Unter den 14- bis 24-Jährigen gibt es auch eine Minderheit stark verunsicherter und zurückhaltender Internet-Nutzer. Die geringen Fallzahlen erlauben lediglich Tendenzen der demografischen Struktur dieser Gruppe zu benennen. Es zeichnet sich jedoch ab, dass weibliche Jugendliche und junge Frauen einen etwas höheren Anteil ausmachen. Formal höher Gebildete sind hier unterrepräsentiert, aber mittlere Bildungsgrade häufig vertreten. Es handelt sich hier also nicht um ein U25-Internet-Milieu ausschließlich formal niedrig Gebildeter. Die 14- bis 17-Jährigen machen einen deutlich höheren Anteil aus als die 18- bis 24-Jährigen.

Der lebensweltliche Schwerpunkt dieses U25-Internet-Milieus liegt im prekären Lebenswelt-Segment und reicht bis in das materialistisch-hedonistisch geprägte Segment hinein. Häufig ist die geringe digitale Teilhabe dieser jungen Menschen nur ein Aspekt einer insgesamt geringen gesellschaftlichen Teilhabe, die sich auch in finanzieller, sozialer und kultureller Hinsicht allgemein niederschlägt. Diese Jugendlichen und jungen Erwachsenen haben typischerweise die schwierigsten Vorausetzungen. In ihren Lebensumständen verschränken sich verschiedene Unsicherheitslagen, die sich so zum Teil gegenseitig verschärfen.
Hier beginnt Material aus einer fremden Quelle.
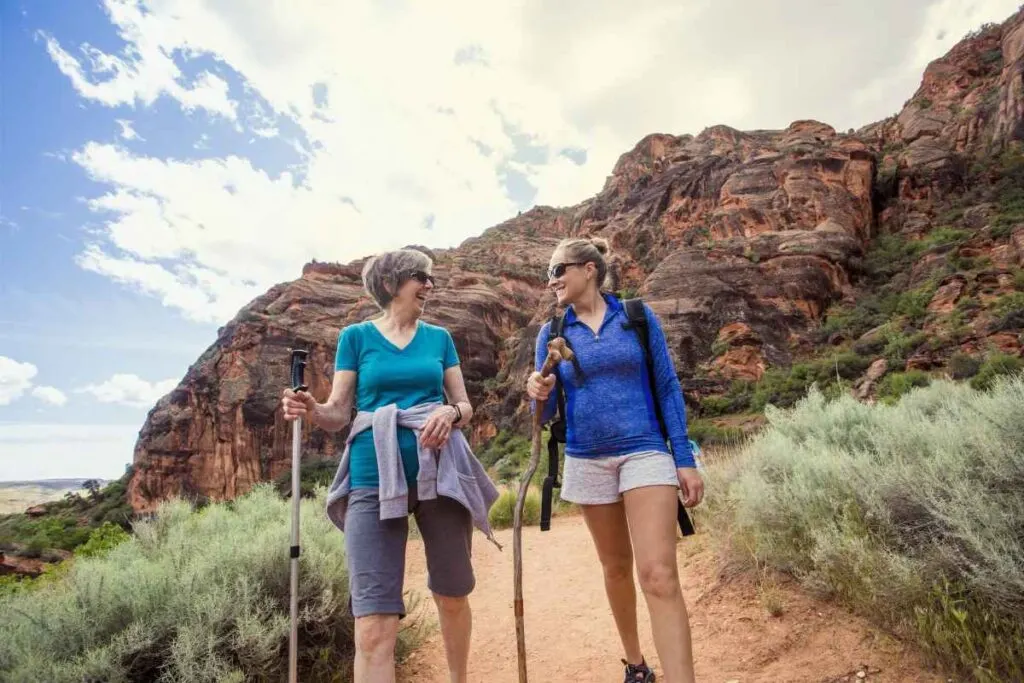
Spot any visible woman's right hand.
[526,371,555,400]
[281,389,316,422]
Hier finden sich Jugendliche und junge Erwachsene mit geringer Perspektive auf einen erfolgreichen Einstieg in die Arbeitswelt, gleichwohl dieser das für sie beherrschende Thema darstellt. Typisch ist der Wunsch, die momentane Lebenssituation verbessern zu können – es einmal besser zu haben als die eigenen Eltern. Wie der Weg des sozialen Aufstiegs bewältigt werden kann, bleibt dabei jedoch oft unklar.

Für die Verunsicherten ist die tägliche Internet-Nutzung nicht selbstverständlich. In diesem Milieu finden sich mit 26 Prozent deutlich weniger tägliche Internet-Nutzer als im Durchschnitt der Altersgruppe (71 Prozent). Ihre Zurückhaltung in Sachen Internet basiert auf einem ganzen Ursachenbündel: keine Möglichkeit, das Internet zu Hause nutzen, geringe finanzielle Budgets, um einen mobilen Zugang selbst zu finanzieren, aber auch eine niedrige subjektive Internet-Kompetenz.
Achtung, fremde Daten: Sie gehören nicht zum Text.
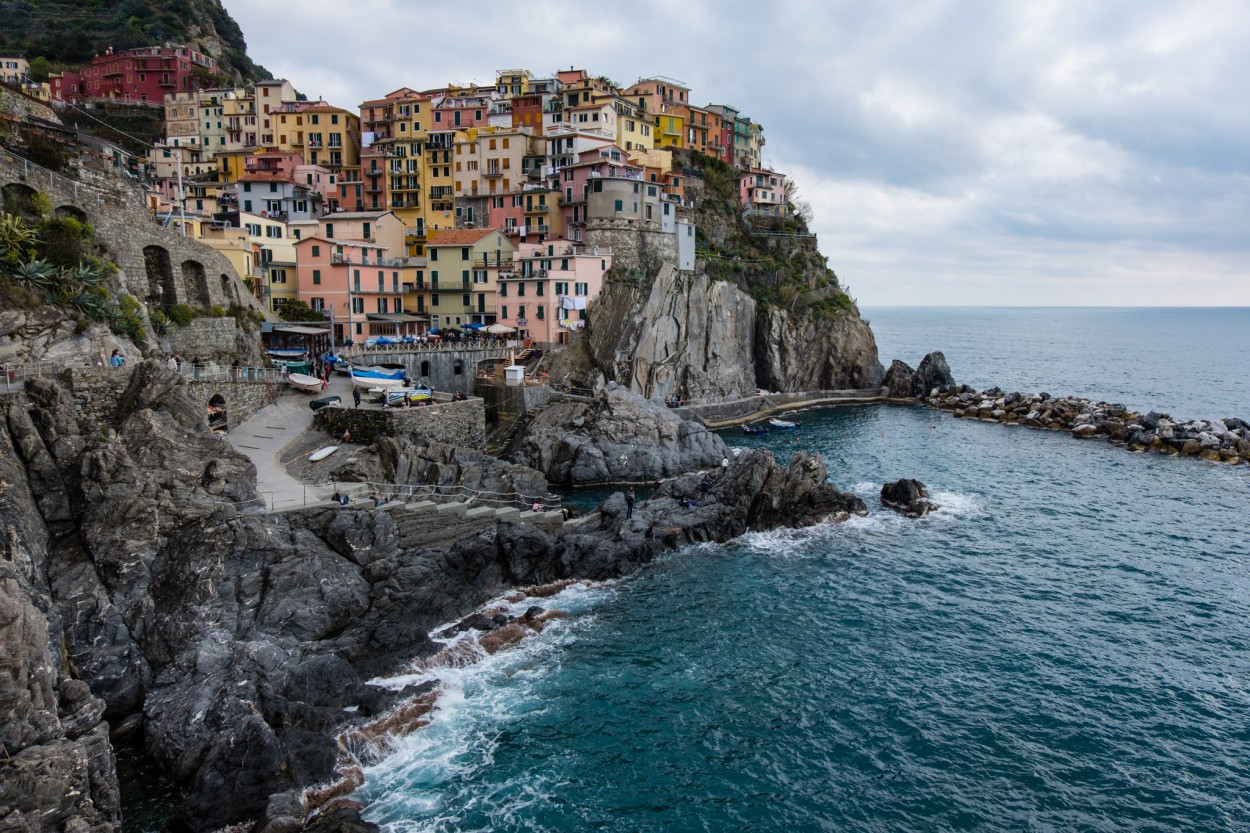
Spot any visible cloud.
[225,0,1250,305]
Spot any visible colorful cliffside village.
[12,52,788,344]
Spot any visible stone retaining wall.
[315,396,486,450]
[0,150,255,315]
[474,384,554,425]
[58,366,278,430]
[674,388,885,425]
[353,349,508,395]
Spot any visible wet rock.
[881,479,938,518]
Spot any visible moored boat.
[351,368,404,390]
[286,373,325,393]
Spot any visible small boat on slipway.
[286,373,325,393]
[351,368,404,390]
Rund 25 Prozent der Verunsicherten bewerten ihre subjektive Internet-Kompetenz als mangelhaft oder ungenügend. Das ist der höchste Wert im Milieu-Vergleich. Im Durchschnitt stehen diesem Wert zwei Prozent gegenüber. Zwar bewertet auch rund ein Viertel die eigenen Kompetenzen als gut oder sehr gut, aber damit sind die Verunsicherten wiederum deutlich unterrepräsentiert (63 Prozent im Durchschnitt). Hierbei sind zudem nur diejenigen berücksichtigt, die das Internet nutzen. Auch im Vergleich mit den Eltern bewerten nur rund 40 Prozent dieser Jugendlichen und jungen Erwachsenen die eigene Internet-Kompetenz als höher (76 Prozent im Altersdurchschnitt).

Der Anteil der Nichtnutzer liegt in diesem U25-Internet-Milieu auch deutlich höher als in anderen, in denen er sich in der Regel auf null bis ein Prozent beläuft. Wenn auch der Anteil der Nichtnutzer aufgrund der Größe dieses U25-Internet-Milieus nur wenige Fälle in der Gesamtstichprobe ausmacht (N = 8) und damit kaum zu interpretieren ist, sollte dieser Befund berücksichtigt werden. Der überwiegende Anteil dieser Nichtnutzer hält es zudem für unwahrscheinlich, sich zukünftig mit dem Internet zu beschäftigen. Der Hauptgrund für die Nicht-Nutzung des Internets ist der fehlende Internet-Zugang im Elternhaus.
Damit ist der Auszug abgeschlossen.